#216: Hello, Young Lovers

September 13th, 2013

He grabbed the handlebars of the Razor Scooter and tried to plow her into the chain link fence.

She laughed. She laughed and tried to pull away, leaning to make the Razor fall out of its descent into the chain link. Then, as her shoulders pulled left and his pulled right, they touched.

Then her shoulders stopped pulling to the left. Then his shoulders stopped pulling to the right. Then their shoulders concluded the sad pantomime of pulling her into the fence. The two stepped a few half-steps forward. They stopped. They turned toward each other and her arms locked around his waist.

His locked around her shoulders. Against the fence they kissed and kissed. He was still wearing his charter school uniform.

They took off running, her left hand in his, his left hand dragging the abandoned Razor behind him. They ran, half skipped, by me as I wandered west on Chicago Avenue. They laughed and joked and said flirty things. I knew what they were saying down to the syllable even though I don’t speak a word of Spanish.

No one’s going to win any prizes guessing what fascinates us about young lovers. They’re us. They’re always us.

They’re us as we were 10, 20, 30, 40 years ago, canoodling with the person we think of sometimes late at night. Or with the person we think of sometimes late at night because they’re snoring and farting again and we have to get up early in the morning.

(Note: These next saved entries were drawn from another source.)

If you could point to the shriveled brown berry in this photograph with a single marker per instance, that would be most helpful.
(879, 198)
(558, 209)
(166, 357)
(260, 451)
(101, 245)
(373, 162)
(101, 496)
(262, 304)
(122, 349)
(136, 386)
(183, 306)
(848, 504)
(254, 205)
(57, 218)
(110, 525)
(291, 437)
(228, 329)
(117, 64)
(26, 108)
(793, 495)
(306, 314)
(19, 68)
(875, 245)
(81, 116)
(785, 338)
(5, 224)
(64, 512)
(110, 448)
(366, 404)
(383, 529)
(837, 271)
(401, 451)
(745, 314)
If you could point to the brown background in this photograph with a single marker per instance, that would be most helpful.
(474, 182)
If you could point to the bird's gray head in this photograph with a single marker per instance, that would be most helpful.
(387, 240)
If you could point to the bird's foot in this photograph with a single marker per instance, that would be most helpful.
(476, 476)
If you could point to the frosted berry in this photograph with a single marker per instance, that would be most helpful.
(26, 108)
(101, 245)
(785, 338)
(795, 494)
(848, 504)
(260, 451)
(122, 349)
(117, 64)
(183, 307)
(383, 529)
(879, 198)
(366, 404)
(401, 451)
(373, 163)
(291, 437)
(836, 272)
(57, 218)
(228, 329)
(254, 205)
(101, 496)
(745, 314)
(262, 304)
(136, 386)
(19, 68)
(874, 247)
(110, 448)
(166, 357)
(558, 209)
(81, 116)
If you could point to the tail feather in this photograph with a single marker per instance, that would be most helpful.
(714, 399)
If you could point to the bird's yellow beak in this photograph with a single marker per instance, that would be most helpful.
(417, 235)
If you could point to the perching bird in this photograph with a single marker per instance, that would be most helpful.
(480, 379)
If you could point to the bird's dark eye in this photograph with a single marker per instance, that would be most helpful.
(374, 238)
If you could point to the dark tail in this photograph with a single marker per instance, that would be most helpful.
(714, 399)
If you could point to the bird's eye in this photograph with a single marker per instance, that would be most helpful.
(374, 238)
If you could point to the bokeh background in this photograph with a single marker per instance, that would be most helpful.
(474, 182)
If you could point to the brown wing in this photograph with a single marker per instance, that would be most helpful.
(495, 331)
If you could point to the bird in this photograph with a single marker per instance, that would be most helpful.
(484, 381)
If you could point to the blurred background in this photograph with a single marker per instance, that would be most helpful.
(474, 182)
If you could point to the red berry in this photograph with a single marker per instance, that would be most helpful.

Young lovers are us as we want to be and as we were now and again. They’re the moments we realize nostalgia sometimes was accurate.

They’re the moments that make us wish we were young again.

I can feel my mother’s eyes crinkle in laughter at this, at me wishing I were young. I am young, of course I am. And when I walk arm in arm with my girl, pushing and teasing and testing out nicknames (I’m currently experimenting with “Professor Hot”), I’m as giddy as a schoolboy, as gay as a high school choir director.

And 45 year olds look at me and laugh at the young. And 60 year olds laugh at them. And those pushing 80, 90, 100 smile toothless grins and chuckle softly at the foolishness and joy of all of us.

But that’s the point of young love, of the boy and girl running hand in hand east on Chicago Avenue chirping sweet nothings en EspaƱol. They make us realize what young fools we are, no matter how old we might be.